Another deputy responded to a 911 call in April 2007 from neighbors who feared a woman had been harmed by her boyfriend.

Deputy Joseph L. Carson found the woman naked, unresponsive and stuffed into a clothes dryer. Assuming she was dead, Carson left her in the appliance for more than an hour. But when homicide investigators arrived, they detected a pulse and she was transported by ambulance to the hospital where she recovered. Carson was given a three-day suspension after admitting he did not take her pulse.

Two deputies were disciplined for failing to take action during a November 2007 call to the home of Katherine Bridges, who was deaf and mute.
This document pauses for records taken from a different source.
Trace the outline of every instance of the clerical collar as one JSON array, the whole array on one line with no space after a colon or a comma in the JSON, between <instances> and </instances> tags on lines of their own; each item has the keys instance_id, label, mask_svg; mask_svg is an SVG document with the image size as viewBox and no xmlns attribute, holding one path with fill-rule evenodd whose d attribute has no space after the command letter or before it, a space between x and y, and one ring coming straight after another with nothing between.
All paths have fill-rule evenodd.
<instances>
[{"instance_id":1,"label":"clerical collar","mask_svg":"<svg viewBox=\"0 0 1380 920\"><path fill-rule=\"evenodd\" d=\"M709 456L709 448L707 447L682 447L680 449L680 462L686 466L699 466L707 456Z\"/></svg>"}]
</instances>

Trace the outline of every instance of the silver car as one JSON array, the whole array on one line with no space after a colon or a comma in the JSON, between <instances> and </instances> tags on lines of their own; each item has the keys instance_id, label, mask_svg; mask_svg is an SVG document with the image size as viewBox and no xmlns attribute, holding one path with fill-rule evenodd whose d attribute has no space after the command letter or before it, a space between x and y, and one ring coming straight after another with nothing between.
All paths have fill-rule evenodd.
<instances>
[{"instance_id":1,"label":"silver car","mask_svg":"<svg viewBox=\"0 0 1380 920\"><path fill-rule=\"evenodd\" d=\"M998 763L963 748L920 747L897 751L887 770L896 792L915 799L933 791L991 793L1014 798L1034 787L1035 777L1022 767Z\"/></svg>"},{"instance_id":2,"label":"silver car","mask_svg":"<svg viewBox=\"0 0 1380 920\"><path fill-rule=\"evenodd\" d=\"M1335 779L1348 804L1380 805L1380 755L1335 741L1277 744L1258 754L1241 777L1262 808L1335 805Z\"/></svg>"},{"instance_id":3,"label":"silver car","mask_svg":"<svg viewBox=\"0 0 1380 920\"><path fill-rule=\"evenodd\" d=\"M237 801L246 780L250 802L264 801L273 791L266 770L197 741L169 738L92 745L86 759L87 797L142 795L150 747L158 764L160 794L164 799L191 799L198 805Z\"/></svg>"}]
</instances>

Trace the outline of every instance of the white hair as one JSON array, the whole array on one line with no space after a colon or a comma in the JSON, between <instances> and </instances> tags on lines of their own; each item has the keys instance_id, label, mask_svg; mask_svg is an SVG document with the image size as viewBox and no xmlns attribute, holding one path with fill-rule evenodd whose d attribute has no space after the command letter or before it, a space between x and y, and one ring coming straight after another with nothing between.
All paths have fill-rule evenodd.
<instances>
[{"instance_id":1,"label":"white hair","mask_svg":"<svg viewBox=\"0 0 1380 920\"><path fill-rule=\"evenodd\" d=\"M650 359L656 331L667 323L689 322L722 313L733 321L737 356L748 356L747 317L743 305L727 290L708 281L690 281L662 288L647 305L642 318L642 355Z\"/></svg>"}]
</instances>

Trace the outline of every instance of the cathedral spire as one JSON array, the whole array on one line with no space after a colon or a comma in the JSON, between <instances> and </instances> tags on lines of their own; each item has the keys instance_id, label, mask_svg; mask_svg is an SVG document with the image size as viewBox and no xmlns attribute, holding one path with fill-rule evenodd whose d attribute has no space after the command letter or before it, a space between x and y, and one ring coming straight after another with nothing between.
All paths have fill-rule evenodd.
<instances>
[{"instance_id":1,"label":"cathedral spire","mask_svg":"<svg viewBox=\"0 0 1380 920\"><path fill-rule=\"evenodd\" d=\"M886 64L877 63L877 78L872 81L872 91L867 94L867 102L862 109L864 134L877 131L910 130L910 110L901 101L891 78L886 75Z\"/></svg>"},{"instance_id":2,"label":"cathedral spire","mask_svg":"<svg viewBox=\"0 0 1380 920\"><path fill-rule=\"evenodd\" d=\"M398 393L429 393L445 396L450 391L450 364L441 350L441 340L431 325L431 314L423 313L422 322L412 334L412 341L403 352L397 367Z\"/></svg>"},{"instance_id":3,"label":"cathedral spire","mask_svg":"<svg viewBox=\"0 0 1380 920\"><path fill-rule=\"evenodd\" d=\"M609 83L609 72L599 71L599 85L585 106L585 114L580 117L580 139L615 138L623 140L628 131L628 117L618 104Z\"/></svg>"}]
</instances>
Bridges pleaded with officers to arrest her husband for sexually assaulting her, holding her at knife point, and hitting her on the forehead.

Deputy Robert Nesby called the prosecutor on duty and said he did not believe Bridges' allegations. He did not mention a weapon was involved, and the husband was allowed to leave. Her husband, Jeremias Fuentes, an illegal immigrant, stabbed Bridges to death two days later, the disciplinary records show.

Nesby was suspended for 10 days without pay by then-Sheriff Thomas.

Excessive force

Some deputies are abusive to residents, drink too much, get into fights and use excessive force on others.

Jessie Rodriguez, a Houston school district officer, is furious with the Sheriff's Office over a one-day suspension given to a deputy who he says broke his son's leg on New Year's Eve. Due to the injury, Joshua Rodriguez, 21, lost his job on an oil rig, and his father says he has paid thousands in medical and rehabilitation expenses.

Deputy Wilbert R. Mendez detained Joshua Rodriguez while the deputy was working an off-duty job at a club during a New Year's Eve celebration.

Mendez told internal affairs investigators he saw an intoxicated Joshua Rodriguez stumble and fall outside the club, and he asked him to sit on a bench while the deputy looked for the son's friends.

Joshua Rodriguez got up, wandered into the club's patio and threatened a bar employee, Mendez contends.

The deputy said he used a "leg sweep" to knock Rodriguez down and handcuff him, according to disciplinary reports.

However, when Mendez learned that Rodriguez's father was a police officer, he called Jessie Rodriguez's home and told him he would release his son to him, according to records. Mendez said he released the younger Rodriguez out of "professional courtesy."

'This dude is out there'

Jessie Rodriguez said he told Mendez if his son was intoxicated in public he should arrest him. The deputy then told him his son was hurt, and he needed to come get him.

When Jessie Rodriguez arrived his son had limped from the club and was at a cafe a block away.

"I found my son at Starbucks with a security guard who was taking more care of my son than a cop," said Rodriguez, who believes the officer kicked his son hard enough to break his leg.

"He didn't get punished for what he did, because I know what use of force is," Rodriguez said, adding he is most upset that the deputy remains in his job. "This dude is out there doing that to someone else."